President Nicolas Maduro said on television last week that the new digital currency, named the ‘petro’, will be backed by oil, gas, gold, and diamonds, the news agency Reuters reported.
The leader of the country with the world’s highest inflation is yet to reveal how the currency will work.
Venezuela has been hit hard as of late by US sanctions. The country is struggling to move money through international banks since Donald Trump slapped penalties on Maduro for running a ‘dictatorship’.
Maduro’s idea comes as the cryptocurrency Bitcoin hit record highs.
Cryptocurrencies are a form of digital money designed to be secure and not backed by banks or governments. Some Venezuelans have already started playing with Bitcoins as a way to get around the country’s currency controls and the failing bolivar.
But some experts – and the opposition – have blasted the idea.
‘If any government is willing to set up a fair set of rules for a cryptocurrency, it would be a great thing,’ Sean Walsh of Redwood City Ventures, a bitcoin and blockchain-focused investment firm, told Reuters.
‘But if an administration has a history of unfair treatment of the population, then tacking on a buzzword like ‘cryptocurrency’ isn’t going to change that behavior.’
Along similar lines, opposition lawmaker and economist Angel Alvarado referred to Maduro as a ‘clown’ and said the currency has ‘no credibility’.
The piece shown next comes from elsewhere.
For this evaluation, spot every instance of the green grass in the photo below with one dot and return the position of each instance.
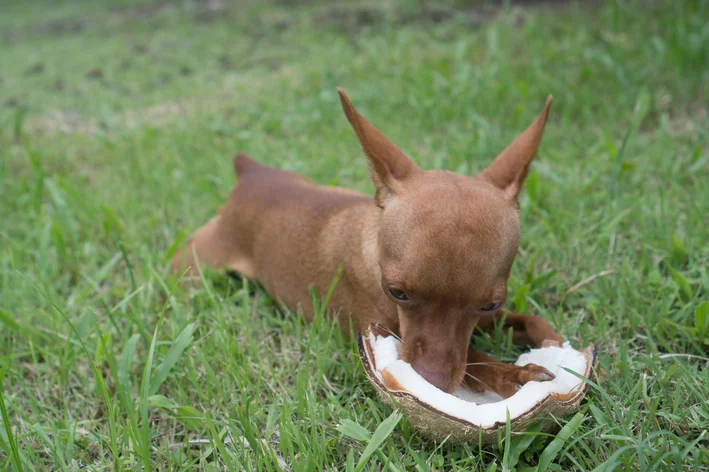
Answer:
(117, 125)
Manav Prakash, founder and CEO of fintech platform Blockchain Investment Platform (BIP), said it wouldn’t be difficult to initially set up the currency but there could be challenges that follow.
‘Almost all – if not all – cryptocurrencies are open source till date and so it would not be much work for a government to use previous coins as a template for their own coin,’ he said.
‘Now, it is possible to create such a currency but for it to be secure from hacks and outside attacks it must have a trusted userbase and many miners. Miners are incentivised economically and so this could work if the Venezuela government provides a reliable way to cash out the cryptocurrency to a set an amount of fiat or to redeem a preset amount of commodities/assets. ‘This is a hard route since it includes several variables, and the supply is not controllable by any central entity, but rather, by miners only.’
Venezuela’s official currency, the bolivar, has become essentially worthless against the US dollar in the past year.
A drop in global oil prices and the government’s incompetence to deal with it has left the socialist country’s economy in tatters with food and medicine shortages, riots in the streets, and a sky-high crime rate emerging as a result.